Why would anyone buy am ASIC for anything other than mining buttcoin? Do you really need to run bzip or gcc 50 brazillion times a day?

Developing ASICs is not cheap.

Welcome to the weird wacky world of programmable hardware!

>Why would anyone buy am ASIC for anything other than mining buttcoin?

Practically any pcie card that is of any use has an ASIC on it. GPUs, Soundcards, network controllers, storage controllers, RAID cards, USB controllers, and so on and on and on.

>and you'd run into heat problems as well if you had so many chips on there.
I thought ASIC are supposed to be fucking energy efficient?
Pic related is literally 150 faster than a GTX 1080Ti at bitcoin mining and is passively cooled (probably chink shit dying in 3 weeks tho)

>mining bitcoins with a GPU

Retard

What I meant is that's ASIC aren't supposed to heat that much because they're so efficient that they don't need quadrigorillions cores and gigahurtz

>ASICs are orders of magnitude more efficient.

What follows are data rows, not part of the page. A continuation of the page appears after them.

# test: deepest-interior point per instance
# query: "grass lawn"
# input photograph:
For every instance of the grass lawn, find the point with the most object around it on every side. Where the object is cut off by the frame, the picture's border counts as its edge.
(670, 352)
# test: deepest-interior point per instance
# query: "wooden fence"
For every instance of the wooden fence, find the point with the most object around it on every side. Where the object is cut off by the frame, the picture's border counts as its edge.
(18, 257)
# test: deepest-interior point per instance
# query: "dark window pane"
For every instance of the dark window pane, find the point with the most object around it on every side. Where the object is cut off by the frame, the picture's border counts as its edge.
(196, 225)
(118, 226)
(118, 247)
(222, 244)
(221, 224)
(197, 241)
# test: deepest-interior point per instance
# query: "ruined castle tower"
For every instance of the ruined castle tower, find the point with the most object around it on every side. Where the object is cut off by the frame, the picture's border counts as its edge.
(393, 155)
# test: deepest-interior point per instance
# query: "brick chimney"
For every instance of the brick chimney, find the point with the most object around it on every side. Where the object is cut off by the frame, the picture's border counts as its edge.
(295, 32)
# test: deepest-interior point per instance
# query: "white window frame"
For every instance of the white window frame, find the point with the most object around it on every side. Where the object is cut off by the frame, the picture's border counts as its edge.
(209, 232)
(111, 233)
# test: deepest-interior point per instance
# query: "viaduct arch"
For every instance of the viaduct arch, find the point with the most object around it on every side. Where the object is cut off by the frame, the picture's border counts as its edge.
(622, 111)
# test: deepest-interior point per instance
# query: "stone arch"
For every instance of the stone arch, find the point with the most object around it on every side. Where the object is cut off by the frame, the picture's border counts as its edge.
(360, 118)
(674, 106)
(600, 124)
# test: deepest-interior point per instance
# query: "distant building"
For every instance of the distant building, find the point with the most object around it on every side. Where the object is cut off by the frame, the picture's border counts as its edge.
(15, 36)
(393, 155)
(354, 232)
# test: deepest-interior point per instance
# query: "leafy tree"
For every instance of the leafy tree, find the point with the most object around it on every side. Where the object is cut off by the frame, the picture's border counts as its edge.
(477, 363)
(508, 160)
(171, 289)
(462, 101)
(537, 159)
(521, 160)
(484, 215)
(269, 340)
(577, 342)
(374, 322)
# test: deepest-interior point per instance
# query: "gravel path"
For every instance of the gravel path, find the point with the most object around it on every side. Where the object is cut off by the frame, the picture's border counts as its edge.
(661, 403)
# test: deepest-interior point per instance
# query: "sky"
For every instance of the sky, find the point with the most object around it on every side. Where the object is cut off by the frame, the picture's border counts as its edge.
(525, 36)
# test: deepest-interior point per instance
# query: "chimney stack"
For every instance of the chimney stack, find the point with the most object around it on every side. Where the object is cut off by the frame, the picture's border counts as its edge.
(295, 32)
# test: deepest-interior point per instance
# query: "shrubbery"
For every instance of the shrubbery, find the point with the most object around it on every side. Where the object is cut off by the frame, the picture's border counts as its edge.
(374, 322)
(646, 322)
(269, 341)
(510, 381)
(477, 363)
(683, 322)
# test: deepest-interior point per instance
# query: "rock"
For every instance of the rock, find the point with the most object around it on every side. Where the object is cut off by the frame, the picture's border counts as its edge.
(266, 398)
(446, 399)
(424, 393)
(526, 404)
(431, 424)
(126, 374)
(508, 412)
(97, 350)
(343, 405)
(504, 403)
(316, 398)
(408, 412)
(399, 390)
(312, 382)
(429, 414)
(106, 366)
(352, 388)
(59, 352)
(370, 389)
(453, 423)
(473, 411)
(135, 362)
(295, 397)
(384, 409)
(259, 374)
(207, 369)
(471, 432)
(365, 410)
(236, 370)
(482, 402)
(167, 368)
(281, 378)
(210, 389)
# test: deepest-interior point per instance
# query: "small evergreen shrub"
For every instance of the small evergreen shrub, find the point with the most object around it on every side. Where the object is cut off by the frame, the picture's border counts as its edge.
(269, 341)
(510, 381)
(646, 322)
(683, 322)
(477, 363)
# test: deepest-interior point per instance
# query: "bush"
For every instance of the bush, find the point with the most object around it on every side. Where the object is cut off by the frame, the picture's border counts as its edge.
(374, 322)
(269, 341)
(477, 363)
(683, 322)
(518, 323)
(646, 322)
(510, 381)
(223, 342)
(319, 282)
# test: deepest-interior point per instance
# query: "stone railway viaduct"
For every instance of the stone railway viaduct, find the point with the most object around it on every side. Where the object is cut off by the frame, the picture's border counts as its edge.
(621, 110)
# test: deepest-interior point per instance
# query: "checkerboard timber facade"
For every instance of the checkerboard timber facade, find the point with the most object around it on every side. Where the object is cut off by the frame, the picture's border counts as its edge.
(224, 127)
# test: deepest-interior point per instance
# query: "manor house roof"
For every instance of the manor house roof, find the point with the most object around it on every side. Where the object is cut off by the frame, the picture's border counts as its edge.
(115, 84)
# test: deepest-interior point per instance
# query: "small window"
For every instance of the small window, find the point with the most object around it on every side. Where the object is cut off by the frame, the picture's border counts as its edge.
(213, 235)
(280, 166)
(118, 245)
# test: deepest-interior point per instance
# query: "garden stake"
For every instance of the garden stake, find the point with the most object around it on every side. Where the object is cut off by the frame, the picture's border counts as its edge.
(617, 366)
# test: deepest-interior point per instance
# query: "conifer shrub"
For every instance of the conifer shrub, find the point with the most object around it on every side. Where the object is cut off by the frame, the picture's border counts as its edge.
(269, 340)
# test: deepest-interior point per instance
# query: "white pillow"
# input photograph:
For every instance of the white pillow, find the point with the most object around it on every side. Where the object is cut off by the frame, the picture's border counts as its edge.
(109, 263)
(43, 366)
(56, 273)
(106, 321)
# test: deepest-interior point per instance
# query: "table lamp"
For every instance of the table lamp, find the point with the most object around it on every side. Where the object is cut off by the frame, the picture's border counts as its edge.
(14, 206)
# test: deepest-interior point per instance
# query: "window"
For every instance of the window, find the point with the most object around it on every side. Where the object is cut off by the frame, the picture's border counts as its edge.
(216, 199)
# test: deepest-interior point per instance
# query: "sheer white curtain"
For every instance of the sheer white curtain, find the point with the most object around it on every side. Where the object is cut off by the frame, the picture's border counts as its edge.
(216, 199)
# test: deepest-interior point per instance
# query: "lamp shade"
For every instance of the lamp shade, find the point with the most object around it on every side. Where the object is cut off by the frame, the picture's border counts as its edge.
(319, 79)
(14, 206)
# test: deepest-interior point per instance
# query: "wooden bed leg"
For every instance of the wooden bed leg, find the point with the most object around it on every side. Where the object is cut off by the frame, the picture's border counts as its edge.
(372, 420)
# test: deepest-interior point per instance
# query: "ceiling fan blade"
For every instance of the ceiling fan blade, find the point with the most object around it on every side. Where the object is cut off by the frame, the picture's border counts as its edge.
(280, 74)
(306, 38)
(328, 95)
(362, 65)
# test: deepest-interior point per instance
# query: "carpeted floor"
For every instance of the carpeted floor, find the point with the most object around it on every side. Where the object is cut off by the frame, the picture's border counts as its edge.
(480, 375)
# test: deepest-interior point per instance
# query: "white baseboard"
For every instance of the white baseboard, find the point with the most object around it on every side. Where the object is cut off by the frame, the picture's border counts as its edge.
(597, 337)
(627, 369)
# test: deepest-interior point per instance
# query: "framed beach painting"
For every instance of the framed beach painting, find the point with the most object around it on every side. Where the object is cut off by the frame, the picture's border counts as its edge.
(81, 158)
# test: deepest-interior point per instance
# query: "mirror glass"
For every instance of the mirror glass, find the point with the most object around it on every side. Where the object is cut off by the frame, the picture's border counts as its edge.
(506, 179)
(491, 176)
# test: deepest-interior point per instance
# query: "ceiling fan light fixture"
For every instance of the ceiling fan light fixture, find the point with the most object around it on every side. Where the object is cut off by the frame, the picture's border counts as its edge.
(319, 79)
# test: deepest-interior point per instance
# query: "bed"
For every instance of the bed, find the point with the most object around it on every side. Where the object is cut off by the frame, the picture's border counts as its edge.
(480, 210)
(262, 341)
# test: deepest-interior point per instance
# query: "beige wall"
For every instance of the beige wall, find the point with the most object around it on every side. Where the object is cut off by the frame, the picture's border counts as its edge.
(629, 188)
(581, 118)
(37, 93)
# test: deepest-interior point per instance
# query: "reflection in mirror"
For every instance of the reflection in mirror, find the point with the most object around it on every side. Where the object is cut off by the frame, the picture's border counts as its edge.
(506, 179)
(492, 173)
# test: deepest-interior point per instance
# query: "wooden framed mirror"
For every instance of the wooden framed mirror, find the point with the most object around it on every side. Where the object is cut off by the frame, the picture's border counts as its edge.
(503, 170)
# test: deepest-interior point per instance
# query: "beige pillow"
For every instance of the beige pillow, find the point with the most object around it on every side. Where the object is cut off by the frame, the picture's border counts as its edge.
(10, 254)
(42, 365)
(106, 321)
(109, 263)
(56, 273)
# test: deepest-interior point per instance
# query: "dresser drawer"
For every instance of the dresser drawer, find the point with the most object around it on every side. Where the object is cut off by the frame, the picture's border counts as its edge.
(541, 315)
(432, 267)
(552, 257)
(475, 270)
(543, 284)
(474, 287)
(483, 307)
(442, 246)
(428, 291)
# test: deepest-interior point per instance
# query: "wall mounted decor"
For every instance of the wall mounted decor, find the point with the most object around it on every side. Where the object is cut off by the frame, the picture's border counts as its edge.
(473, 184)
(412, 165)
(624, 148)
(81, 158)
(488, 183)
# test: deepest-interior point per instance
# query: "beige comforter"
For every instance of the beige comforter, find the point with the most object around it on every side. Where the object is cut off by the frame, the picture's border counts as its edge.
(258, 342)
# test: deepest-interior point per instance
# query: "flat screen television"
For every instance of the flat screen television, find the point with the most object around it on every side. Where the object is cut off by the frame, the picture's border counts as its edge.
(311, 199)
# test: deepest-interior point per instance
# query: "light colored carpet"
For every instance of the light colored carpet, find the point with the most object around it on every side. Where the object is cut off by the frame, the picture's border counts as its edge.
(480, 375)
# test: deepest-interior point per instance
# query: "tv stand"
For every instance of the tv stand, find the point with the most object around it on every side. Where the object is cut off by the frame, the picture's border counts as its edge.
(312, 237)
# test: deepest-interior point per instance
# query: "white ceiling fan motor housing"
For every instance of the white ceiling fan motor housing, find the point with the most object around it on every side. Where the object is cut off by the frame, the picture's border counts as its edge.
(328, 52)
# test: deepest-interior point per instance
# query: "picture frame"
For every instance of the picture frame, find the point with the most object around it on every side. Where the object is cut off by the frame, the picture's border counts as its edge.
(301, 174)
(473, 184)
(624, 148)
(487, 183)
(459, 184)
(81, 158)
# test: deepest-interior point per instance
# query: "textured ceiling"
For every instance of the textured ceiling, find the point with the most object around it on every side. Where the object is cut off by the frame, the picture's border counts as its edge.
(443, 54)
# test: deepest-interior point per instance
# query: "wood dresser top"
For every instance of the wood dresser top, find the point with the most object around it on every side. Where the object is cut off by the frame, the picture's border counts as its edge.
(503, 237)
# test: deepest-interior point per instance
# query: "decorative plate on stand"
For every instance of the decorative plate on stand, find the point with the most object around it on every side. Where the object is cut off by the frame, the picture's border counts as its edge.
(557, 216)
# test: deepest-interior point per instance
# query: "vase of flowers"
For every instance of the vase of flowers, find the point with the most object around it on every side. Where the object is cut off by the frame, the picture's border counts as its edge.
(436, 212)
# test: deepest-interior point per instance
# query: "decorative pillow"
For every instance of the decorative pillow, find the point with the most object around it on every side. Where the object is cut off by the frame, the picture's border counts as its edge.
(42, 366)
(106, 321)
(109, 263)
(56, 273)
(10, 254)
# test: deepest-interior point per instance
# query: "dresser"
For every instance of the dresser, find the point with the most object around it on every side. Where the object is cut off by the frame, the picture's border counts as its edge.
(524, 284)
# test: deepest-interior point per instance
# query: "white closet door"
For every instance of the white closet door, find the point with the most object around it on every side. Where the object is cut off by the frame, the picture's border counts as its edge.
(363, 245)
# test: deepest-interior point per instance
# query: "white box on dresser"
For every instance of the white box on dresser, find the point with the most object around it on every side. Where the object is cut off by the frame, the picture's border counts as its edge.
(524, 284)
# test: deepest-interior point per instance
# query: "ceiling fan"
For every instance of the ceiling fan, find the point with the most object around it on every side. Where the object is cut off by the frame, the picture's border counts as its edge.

FPGAs are for prototyping ASICs.
They are also orders of magnitude more expensive. Like millions of dollars investment is the bare minimum. If we are gonna make a niche product that only a handful of autists will ever use, it needs to be as cheap to develop as possible.

And also it can't be upgraded. The user has to buy physical card and open up their computer and put it in. For every single feature they want until they run out of slots. Wouldn't it be cool to just freely download new hardware features whenever you want?

>you'd run into heat problems as well if you had so many chips on there.

I doubt you'd be running them all at the same time, and as mentioned by others asics are ridiculously energy efficient.

>Bad idea because each chip may need different peripherals to work, such as memory or providing some output (video connector)

It could have some minimal memory built in and otherwise share with the CPU. I don't see why it can't just pipe the output to the CPU.